Ayat ini merupakan tahdzir (peringatan) Allah swt
kepada kaum Yahudi, karena tadzkir (pengingatan) akan tafdlil
(keutamaan) yang telah dianugerahkan kepada leluhur mereka (yang ditunjuk pada
ayat sebelumnya) tidak membuat mereka tunduk dan taat kepada-Nya, malah
sebaliknya menjadikan mereka durhaka. Mereka menduga bahwa mereka tidak akan mendapat siksa di
akhirat kelak betapapun durhakanya, oleh karena mereka berasal dari leluhur
yang tersohor banyak memiliki keutamaan.
Maka kemudian Allah swt melalui ayat ini membatalkan dugaan mereka
dengan menafikan wasilah-wasilah
(perantara-perantara) yang menurut
mereka dimungkinkan dapat menyelamatkan dari siksa-Nya. Pertama ; ‘La tajzi nafsun ‘an
nafsin syaia’ (seseorang tidak bisa membela orang lain sedikitpun).
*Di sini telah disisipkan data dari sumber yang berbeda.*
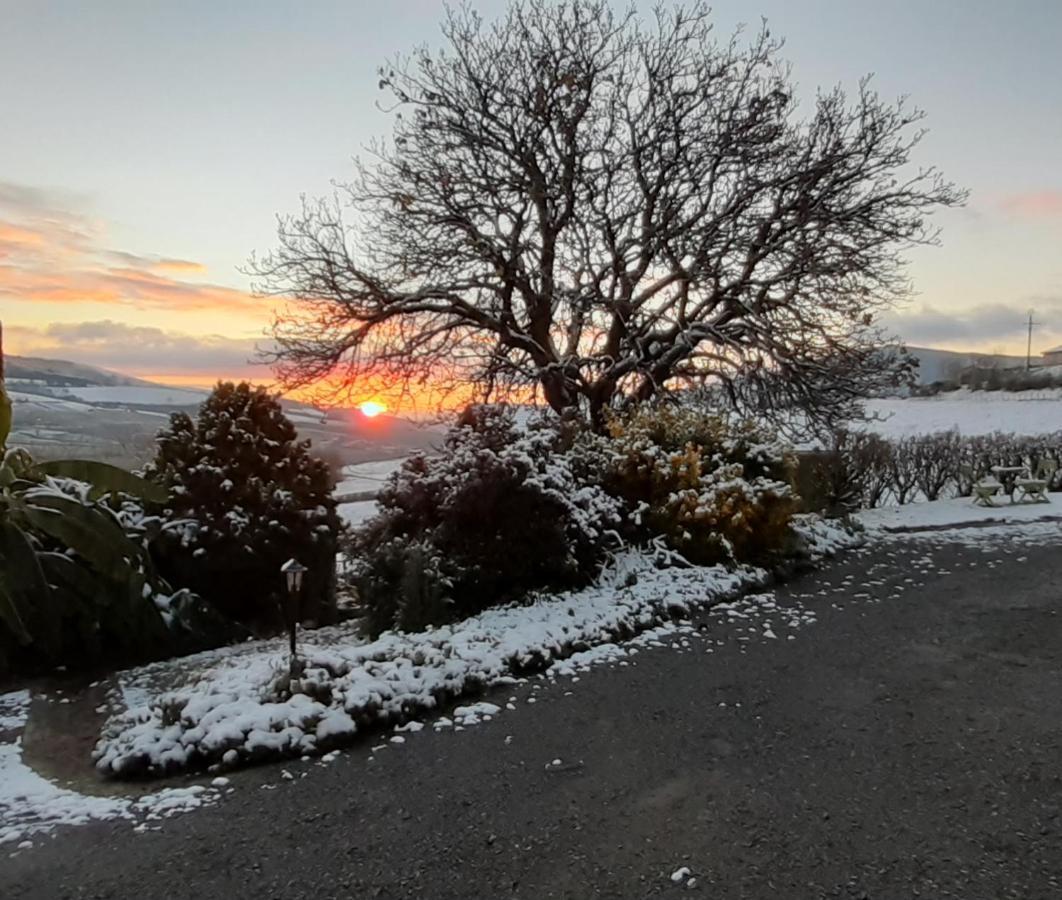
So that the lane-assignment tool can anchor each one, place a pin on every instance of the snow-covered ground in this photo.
(363, 477)
(955, 512)
(971, 412)
(135, 395)
(360, 479)
(238, 713)
(32, 807)
(355, 513)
Lewat pernyataan ini, Allah swt bermaksud menjelaskan bahwa leluhur mereka
betapapun terhormat dan taatnya kepada Allah swt, di akhirat nanti tidak
berkemampuan untuk membela sedikitpun juga. Kedua ; ‘La yuqbalu
minha syafa’ah” (tidak diterima
syafa’at orang lain). Dalam kehidupan dunia jika seseorang tidak memiliki
kemampuan, maka ia dapat meminta bantuan orang lain yang disegani/ dihormati
untuk menjadi penghubung dalam meraih apa yang diharapkan. Melalui pernyataan
ini, Allah swt menegaskan bahwa dalam kehidupan akhirat, hal tersebut tidak
akan pernah didapat. Ketiga ; ‘La yu-khadzu minha ‘adl’ (tidak
diterima tebusan). Pernyataan ini merupakan penegasan Allah swt bahwa meski
dalam kehidupan dunia tebusan dikenal dalam banyak kasus, tetapi di akhirat
tidak ada walau sebesar apapun tebusan yang diberikan. Keempat ; ‘La
hum yunsharun’ (mereka tidak akan tertolong). Dengan pernyataan ini
Allah swt bermaksud memberikan penegasan bahwa tidak ada peluang sedikitpun dan
dengan cara apapun bagi mereka untuk mendapat pertolongan. Implisit dari
pernyataan-pernyatan-Nya itu, Allah bermaksud menyatakan sebuah kesimpulan
bahwa :
لاَوَسِيْلَةَ لِلنَّجَاةِ
يَوْمَ الْقِيَامَةِ سِوَى
الاِيْمَانِ وَالاَعْمَالِ الصَّالِحَةِ
“Tidak ada wasilah untuk menyelamatkan diri
di hari kiamat nanti kecuali keimanan dan amal kebajikan”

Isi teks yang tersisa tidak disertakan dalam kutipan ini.